Şenlikten birkaç gün önce Bilge köyünde yaşanan o korkunç hadise dolayısıyla Mardin'e gitme fikrinden vazgeçmeme ramak kaldı. Hayır, düşündüğünüz gibi değil; Hasan Bey'i onca işi arasında meşgul etmekten endişe ettiğim için... Katliam yüzünden uçaklarda ve bazı otellerde rezervasyonlar iptal edilmiş. Hâlbuki Mardin, söz konusu hadiseden önce de, sonra da güneydoğunun en emniyetli şehirlerinden biridir.

Hasan Bey tarafından o kadar sıcak karşılandım ve o kadar samimi bir misafirperverlik gördüm ki, anlatamam. Onunla aynı hassasiyetlere sahip olan Artuklu Ünivesitesi Rektörü Prof. Dr. Serdar Bedii Omay'ın da bize katılmasıyla, kısa Mardin ziyaretim, yeni dostlar kazanmamı sağlayan çok öğretici bir tecrübeye dönüştü.

Henüz dört beş aylık bir vali olduğu halde tarihî Mardin'i adeta bir şantiyeye çeviren Hasan Bey, şehrin muhteşem dokusunu bütün parazit yapılardan ve çirkin görüntülerden arındırmaya kararlı görünüyor. Diyor ki: 'Gözlerinizi rahatsız eden ne varsa, hepsi temizlenecek!'

Hasan Bey'in şehri ne kadar sevdiğini gözlerindeki ışıltılarından anlıyorsunuz. Sapanca'da da yanında bir küçük budama makası taşır, yolda yürürken bile ağaç budardı. O, beceriksizliklerini 'astığım astık, kestiğim kestik' edası ve havasıyla gizleyen asık suratlı, ceberut, masa başı valilerinden değil, gerektiğinde sırtına bir tişört geçirip spor ayakkabılarını giyerek bizzat işe koyulan yeni nesil valilerden... Daracık sokaklarda dolaşırken Mardin halkına kendini kısa sürede nasıl sevdirip benimsettiğini gözlerimle gördüm.

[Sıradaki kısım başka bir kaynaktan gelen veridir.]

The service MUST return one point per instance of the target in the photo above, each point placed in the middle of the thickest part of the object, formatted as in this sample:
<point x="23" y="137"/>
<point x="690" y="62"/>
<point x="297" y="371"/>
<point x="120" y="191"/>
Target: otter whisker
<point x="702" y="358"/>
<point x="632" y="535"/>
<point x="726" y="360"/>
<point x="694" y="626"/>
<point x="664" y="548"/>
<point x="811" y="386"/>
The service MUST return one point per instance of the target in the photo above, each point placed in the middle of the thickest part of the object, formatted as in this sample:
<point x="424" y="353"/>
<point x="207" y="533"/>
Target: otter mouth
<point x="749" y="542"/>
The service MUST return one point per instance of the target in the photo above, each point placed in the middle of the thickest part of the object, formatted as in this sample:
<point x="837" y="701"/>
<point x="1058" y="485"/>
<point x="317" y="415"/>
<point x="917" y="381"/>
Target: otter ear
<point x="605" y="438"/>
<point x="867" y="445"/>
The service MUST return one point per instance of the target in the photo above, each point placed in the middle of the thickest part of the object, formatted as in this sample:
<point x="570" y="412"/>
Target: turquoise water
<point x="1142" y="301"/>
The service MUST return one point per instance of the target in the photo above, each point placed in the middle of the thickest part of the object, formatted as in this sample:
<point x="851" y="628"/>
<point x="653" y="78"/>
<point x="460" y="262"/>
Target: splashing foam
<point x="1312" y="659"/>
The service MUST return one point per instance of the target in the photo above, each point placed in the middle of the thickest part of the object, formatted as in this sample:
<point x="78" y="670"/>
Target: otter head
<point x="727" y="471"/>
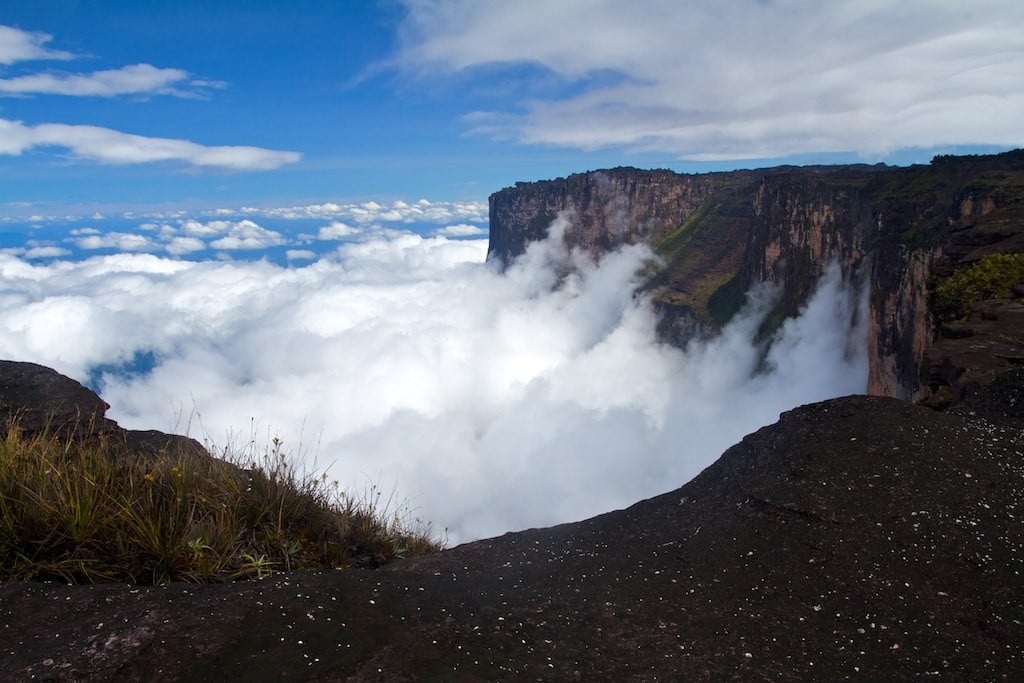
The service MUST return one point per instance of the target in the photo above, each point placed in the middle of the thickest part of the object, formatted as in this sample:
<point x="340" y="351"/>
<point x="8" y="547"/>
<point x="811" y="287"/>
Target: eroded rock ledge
<point x="861" y="538"/>
<point x="895" y="227"/>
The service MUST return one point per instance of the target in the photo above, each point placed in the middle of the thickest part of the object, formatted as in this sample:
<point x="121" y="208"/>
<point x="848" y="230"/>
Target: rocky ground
<point x="861" y="539"/>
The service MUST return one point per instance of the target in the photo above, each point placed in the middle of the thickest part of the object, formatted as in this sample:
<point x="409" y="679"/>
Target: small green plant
<point x="87" y="511"/>
<point x="991" y="278"/>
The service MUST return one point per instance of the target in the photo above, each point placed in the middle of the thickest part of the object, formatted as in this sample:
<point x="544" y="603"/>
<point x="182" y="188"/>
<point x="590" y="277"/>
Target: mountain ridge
<point x="899" y="228"/>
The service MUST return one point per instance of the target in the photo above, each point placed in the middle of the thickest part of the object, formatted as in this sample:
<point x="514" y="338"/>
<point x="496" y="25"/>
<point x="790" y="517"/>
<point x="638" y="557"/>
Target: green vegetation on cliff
<point x="88" y="511"/>
<point x="991" y="278"/>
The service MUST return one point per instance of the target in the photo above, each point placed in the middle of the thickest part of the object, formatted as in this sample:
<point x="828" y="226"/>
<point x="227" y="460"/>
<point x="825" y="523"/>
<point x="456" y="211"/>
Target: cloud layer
<point x="17" y="45"/>
<point x="112" y="146"/>
<point x="492" y="401"/>
<point x="136" y="79"/>
<point x="103" y="144"/>
<point x="745" y="80"/>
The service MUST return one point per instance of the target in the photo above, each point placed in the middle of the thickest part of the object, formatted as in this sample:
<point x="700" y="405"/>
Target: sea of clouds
<point x="487" y="400"/>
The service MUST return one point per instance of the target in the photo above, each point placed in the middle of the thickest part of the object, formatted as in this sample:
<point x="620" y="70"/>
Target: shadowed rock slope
<point x="860" y="539"/>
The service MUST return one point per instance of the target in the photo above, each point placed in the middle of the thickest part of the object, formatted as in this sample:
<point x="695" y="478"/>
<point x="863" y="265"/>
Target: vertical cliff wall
<point x="894" y="229"/>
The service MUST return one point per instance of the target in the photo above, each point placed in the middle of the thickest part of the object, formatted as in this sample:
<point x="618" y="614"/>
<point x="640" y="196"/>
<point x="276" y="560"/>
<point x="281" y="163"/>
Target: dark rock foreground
<point x="861" y="539"/>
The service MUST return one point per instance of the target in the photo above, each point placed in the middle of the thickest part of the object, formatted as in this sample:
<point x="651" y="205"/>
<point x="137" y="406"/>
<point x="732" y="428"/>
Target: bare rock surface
<point x="39" y="399"/>
<point x="856" y="539"/>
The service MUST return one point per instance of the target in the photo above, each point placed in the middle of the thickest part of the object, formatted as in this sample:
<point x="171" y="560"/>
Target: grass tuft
<point x="90" y="511"/>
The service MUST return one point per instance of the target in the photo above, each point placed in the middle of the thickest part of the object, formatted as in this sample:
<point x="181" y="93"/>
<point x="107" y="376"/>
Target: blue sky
<point x="453" y="99"/>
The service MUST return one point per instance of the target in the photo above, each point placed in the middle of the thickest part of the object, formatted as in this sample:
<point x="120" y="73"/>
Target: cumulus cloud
<point x="461" y="230"/>
<point x="17" y="45"/>
<point x="136" y="79"/>
<point x="112" y="146"/>
<point x="46" y="252"/>
<point x="179" y="246"/>
<point x="399" y="211"/>
<point x="337" y="230"/>
<point x="247" y="235"/>
<point x="492" y="400"/>
<point x="120" y="241"/>
<point x="709" y="81"/>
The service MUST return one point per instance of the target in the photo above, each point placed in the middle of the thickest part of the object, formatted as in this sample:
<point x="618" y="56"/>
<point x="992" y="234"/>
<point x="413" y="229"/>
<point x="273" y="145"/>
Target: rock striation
<point x="893" y="229"/>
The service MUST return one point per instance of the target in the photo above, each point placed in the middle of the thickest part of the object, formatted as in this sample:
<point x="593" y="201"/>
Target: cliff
<point x="898" y="229"/>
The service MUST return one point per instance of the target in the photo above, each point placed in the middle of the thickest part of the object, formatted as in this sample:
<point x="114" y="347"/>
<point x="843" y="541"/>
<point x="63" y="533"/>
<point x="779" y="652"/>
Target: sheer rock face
<point x="39" y="399"/>
<point x="891" y="229"/>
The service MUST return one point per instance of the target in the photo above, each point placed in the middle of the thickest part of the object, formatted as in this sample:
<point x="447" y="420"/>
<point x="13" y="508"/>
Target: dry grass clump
<point x="87" y="511"/>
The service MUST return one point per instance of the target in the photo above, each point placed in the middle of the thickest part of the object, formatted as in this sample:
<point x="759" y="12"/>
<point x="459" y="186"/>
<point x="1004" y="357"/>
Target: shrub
<point x="991" y="278"/>
<point x="87" y="511"/>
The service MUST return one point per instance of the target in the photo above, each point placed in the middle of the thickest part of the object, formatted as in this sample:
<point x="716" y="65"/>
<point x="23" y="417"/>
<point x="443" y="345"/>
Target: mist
<point x="487" y="401"/>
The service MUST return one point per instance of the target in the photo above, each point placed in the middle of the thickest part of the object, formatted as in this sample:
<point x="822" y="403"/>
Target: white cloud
<point x="494" y="401"/>
<point x="743" y="80"/>
<point x="112" y="146"/>
<point x="374" y="212"/>
<point x="247" y="235"/>
<point x="300" y="255"/>
<point x="461" y="230"/>
<point x="46" y="252"/>
<point x="136" y="79"/>
<point x="178" y="246"/>
<point x="337" y="230"/>
<point x="17" y="45"/>
<point x="120" y="241"/>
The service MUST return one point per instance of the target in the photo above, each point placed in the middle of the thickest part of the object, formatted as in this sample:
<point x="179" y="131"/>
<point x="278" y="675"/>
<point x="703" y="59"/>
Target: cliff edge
<point x="897" y="229"/>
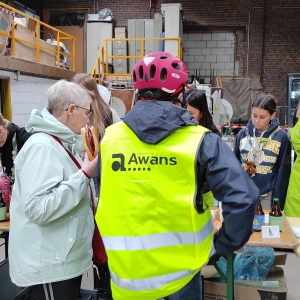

Anlattıkları kadar varmış; Mardin gerçekten büyüleyici bir şehir. Bir lâbirente benzeyen, motorlu araçların giremediği dar ve loş sokaklarda gezinir, kabaltıların altından geçer, taşlarının dantelâ gibi ince ince işlendiği camilerin, medreselerin, kiliselerin, konakların avlularında, eyvanlarında dinlenir, dik merdivenleri tırmanırken, inanın, kendimi Binbir Gece masallarında hissettim. Bir kartal yuvasını andıran Mardin kalesinin bulunduğu dağın yamaçlarında, mağrur bir edayla muhteşem Mezopotamya ovasına bakan şehirdeki eski yapıların hiçbiri diğerinin önünü kapatmıyor. Eğer herhangi bir binanın sonsuz ufukla temasını engelleyen bir çıkıntı varsa, bilin ki o 'modern' bir binadır ve Hasan Bey tarafından bütünüyle yıkılmasa bile fazlalığı tıraşlanacaktır.

Keşke yerim olsaydı da, Mardin'de görebildiklerimi tek tek anlatabilseydim. Söyleyeceğim şu: Bu kadim şehre yolunuzu mutlaka düşürünüz!